Et pour résolutions :
Résolution 1 (Révocation de M. Patrick V. en tant que membre du Conseil de surveillance de Largardère SCA) L'assemblée générale, statuant aux conditions de quorum et de majorité requises pour les assemblées générales ordinaires, décide de révoquer M. Patrick V. en tant que membre du Conseil de surveillance de L. SCA avec effet immédiat,
Résolution 2 (Révocation de M. Guillaume P. en tant que membre du Conseil de surveillance de L. SCA) L'assemblée générale, statuant aux conditions de quorum et de majorité requises pour les assemblées générales ordinaires, décide de révoquer M. Guillaume P. en tant que membre du Conseil de surveillance de L. SCA avec effet immédiat.

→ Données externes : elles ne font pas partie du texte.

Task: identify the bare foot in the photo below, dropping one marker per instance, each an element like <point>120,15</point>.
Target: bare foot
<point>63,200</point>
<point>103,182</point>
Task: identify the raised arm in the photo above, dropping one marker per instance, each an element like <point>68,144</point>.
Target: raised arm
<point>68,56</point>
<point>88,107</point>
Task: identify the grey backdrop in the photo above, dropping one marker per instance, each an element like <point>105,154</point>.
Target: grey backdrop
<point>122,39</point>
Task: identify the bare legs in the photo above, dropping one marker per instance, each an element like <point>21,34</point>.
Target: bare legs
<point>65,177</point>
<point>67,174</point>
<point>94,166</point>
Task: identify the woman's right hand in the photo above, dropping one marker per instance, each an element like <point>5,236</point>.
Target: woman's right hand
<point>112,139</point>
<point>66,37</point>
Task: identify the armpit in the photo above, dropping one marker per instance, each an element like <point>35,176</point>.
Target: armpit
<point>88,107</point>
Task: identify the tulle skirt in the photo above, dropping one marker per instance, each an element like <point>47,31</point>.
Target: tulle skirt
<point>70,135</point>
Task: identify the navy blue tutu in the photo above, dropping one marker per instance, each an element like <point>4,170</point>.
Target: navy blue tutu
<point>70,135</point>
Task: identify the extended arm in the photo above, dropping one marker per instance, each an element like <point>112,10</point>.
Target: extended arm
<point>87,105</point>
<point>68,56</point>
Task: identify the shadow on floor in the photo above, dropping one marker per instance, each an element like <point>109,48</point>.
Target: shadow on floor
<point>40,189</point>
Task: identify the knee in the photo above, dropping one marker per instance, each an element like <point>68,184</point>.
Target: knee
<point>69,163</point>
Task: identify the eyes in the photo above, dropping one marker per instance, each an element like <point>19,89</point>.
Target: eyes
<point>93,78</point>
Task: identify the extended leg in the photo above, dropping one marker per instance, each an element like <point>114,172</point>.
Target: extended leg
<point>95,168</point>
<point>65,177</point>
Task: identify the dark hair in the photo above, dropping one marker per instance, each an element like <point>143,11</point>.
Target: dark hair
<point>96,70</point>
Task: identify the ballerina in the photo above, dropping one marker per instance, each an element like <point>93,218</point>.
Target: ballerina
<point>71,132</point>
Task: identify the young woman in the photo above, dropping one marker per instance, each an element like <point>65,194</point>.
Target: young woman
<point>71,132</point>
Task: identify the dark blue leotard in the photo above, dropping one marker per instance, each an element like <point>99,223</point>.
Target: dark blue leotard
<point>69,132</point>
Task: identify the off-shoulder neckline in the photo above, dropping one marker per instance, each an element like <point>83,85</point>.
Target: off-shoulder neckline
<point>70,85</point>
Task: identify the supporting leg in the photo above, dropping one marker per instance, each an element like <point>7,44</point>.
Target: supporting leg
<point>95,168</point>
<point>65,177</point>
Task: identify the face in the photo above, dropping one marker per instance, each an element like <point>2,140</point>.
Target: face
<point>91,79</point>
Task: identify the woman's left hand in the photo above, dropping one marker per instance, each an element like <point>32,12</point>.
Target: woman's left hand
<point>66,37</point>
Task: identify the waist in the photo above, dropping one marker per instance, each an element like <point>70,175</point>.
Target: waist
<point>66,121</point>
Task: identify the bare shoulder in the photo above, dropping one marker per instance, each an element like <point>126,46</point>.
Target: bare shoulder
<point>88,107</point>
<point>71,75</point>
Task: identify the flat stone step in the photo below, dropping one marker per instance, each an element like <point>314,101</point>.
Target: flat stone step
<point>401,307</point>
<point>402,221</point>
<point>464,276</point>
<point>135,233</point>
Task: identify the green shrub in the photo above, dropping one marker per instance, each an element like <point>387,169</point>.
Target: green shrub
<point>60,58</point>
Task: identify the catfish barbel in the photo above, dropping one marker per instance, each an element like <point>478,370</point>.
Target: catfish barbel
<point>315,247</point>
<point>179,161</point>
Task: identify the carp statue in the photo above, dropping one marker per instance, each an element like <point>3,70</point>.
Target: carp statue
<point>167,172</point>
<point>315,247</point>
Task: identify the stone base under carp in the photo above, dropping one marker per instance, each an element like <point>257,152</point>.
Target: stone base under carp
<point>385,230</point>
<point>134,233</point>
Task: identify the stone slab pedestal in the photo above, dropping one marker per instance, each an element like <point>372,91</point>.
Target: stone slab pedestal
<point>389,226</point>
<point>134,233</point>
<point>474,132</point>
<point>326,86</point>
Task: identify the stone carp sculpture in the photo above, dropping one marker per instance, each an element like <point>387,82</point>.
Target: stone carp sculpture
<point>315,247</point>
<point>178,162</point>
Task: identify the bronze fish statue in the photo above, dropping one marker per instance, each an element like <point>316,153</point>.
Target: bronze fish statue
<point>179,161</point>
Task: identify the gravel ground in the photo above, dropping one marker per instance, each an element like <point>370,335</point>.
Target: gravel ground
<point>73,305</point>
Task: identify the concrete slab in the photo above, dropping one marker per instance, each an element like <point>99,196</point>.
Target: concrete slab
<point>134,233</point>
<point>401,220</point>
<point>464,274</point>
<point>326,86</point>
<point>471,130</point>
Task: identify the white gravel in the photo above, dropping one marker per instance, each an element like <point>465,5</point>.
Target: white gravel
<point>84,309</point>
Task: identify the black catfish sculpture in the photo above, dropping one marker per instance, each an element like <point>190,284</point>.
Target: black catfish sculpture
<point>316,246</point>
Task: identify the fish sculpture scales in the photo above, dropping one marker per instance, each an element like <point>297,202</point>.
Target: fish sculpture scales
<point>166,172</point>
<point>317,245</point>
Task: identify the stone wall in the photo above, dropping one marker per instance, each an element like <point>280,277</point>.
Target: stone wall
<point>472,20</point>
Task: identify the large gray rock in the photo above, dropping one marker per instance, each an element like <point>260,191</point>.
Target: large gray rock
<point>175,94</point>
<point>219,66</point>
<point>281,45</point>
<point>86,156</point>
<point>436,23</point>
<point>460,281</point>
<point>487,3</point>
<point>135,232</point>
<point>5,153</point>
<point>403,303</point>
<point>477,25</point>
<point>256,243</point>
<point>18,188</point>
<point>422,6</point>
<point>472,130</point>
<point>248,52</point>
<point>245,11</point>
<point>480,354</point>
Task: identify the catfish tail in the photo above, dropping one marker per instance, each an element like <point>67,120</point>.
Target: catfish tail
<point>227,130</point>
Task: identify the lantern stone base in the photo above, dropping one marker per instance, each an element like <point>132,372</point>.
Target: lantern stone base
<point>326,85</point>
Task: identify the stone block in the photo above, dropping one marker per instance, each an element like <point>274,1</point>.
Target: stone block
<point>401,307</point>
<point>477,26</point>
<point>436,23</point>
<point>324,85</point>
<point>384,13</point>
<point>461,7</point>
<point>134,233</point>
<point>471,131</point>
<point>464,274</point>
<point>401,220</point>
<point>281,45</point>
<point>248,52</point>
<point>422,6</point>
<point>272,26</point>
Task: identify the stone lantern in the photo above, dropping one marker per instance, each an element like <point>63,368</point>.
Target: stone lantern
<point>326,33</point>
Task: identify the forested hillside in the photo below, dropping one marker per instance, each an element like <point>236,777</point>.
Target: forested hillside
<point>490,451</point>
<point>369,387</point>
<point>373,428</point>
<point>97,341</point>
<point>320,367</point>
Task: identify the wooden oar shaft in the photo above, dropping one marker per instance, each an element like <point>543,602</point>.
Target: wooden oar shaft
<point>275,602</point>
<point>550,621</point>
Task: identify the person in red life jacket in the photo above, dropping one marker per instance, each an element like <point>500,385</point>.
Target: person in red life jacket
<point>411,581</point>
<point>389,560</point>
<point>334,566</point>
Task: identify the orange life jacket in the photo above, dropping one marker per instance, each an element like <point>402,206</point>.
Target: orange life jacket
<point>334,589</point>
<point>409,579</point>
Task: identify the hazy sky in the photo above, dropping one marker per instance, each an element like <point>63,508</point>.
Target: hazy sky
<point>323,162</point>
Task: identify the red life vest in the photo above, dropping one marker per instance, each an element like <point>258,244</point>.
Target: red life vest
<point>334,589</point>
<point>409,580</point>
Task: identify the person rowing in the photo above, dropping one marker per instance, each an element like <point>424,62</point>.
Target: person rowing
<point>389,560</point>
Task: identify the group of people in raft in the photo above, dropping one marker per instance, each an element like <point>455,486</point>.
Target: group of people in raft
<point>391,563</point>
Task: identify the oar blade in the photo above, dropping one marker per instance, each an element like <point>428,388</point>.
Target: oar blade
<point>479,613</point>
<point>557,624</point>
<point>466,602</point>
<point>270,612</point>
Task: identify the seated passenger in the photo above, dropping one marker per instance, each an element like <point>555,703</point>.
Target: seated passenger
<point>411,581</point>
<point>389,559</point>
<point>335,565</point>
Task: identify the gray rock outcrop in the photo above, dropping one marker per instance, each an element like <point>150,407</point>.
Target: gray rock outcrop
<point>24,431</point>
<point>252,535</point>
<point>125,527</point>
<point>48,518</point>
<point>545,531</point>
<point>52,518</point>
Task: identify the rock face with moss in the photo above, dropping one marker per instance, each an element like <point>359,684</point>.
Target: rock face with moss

Résolution 3 (Révocation de Madame S. M. T. en tant que membre du Conseil de surveillance cie L. SCA) L'assemblée générale, statuant aux conditions de quorum et de majorité requises pour les assemblées générales ordinaires, décide de révoquer Madame S. M. T. en tant que membre du Conseil de surveillance de L. SCA avec effet immédiat,
Résolution 4 (Nomination de M. Joseph O. en tant que membre du Conseil de surveillance de L. SCA) l'assemblée générale, statuant aux conditions de quorum et de majorité requises pour les assemblées générales ordinaires, décide de nommer M. Joseph O. en tant que membre du Conseil de surveillance de L. SCA avec effet immédiat, pour une durée de quatre (4) ans prenant fin à l'issue de l'assemblée générale ordinaire appelée à statuer sur les comptes de l'exercice clos le 31 décembre 2023,
Résolution 5 (Nomination de M. Olivier F. en tant que membre du Conseil de surveillance de Largardère SCA) L'assemblée générale, statuant aux conditions de quorum et de majorité requises pour les assemblées générales ordinaires, décide de nommer M. Olivier F. en tant que membre du Conseil de surveillance de Largardère SCA avec effet immédiat, pour une durée de quatre (4) ans prenant fin à l'issue de l'assemblée générale ordinaire appelée à statuer sur les comptes de l'exercice clos le 31 décembre 2023,
Résolution 6 (Nomination de Madame Valérie O. en tant que membre du Conseil de surveillance de L. SCA) L'assemblée générale, statuant aux conditions de quorum et de majorité requises pour les assemblées générales ordinaires, décide de nommer Madame Valérie O. en tant que membre du Conseil de surveillance de Largardère SCA avec effet immédiat, pour une durée de quatre (4) ans prenant fin à l'issue de l'assemblée générale ordinaire appelée à statuer sur les comptes de l'exercice clos le 31 décembre 2023,
- donner tous pouvoirs au mandataire afin d'engager L. SCA auprès de tout tiers dont le concours serait juge par lui nécessaire pour la réalisation de sa mission, et notamment de tout huissier de justice sollicité pour établir le procès verbal de cette assemblée générale et des prestataires de services habituels de la société pour la tenue de ses assemblées générales et la comptabilisation des votes,
- donner pour mission à ce mandataire de présider cette assemblée générale et son bureau et de veiller à la régularité de son déroulement,
- dire que le mandataire tiendra informés les demandeurs de l'accomplissement de sa mission, et qu'il respectera et fera respecter le contradictoire pour les décisions à prendre durant l'exercice de sa mission ;
- dire qu'une provision pour frais de trente cinq mille euros sera versée au mandataire et sur sa demande par L. SCA et qu'à défaut d'un tel versement, cette somme pourra être avancée par le demandeur, qui devra en être remboursé par L. SCA,
- enjoindre à L. SCA et chacun de ses gérants de pleinement coopérer avec le mandataire en vue de l'exercice de sa mission,
- dire qu'en cas de difficulté rencontrée par le mandataire ad hoc dans l'exercice de sa mission, il en sera référé aux parties et à M. le Président du tribunal de commerce de Paris.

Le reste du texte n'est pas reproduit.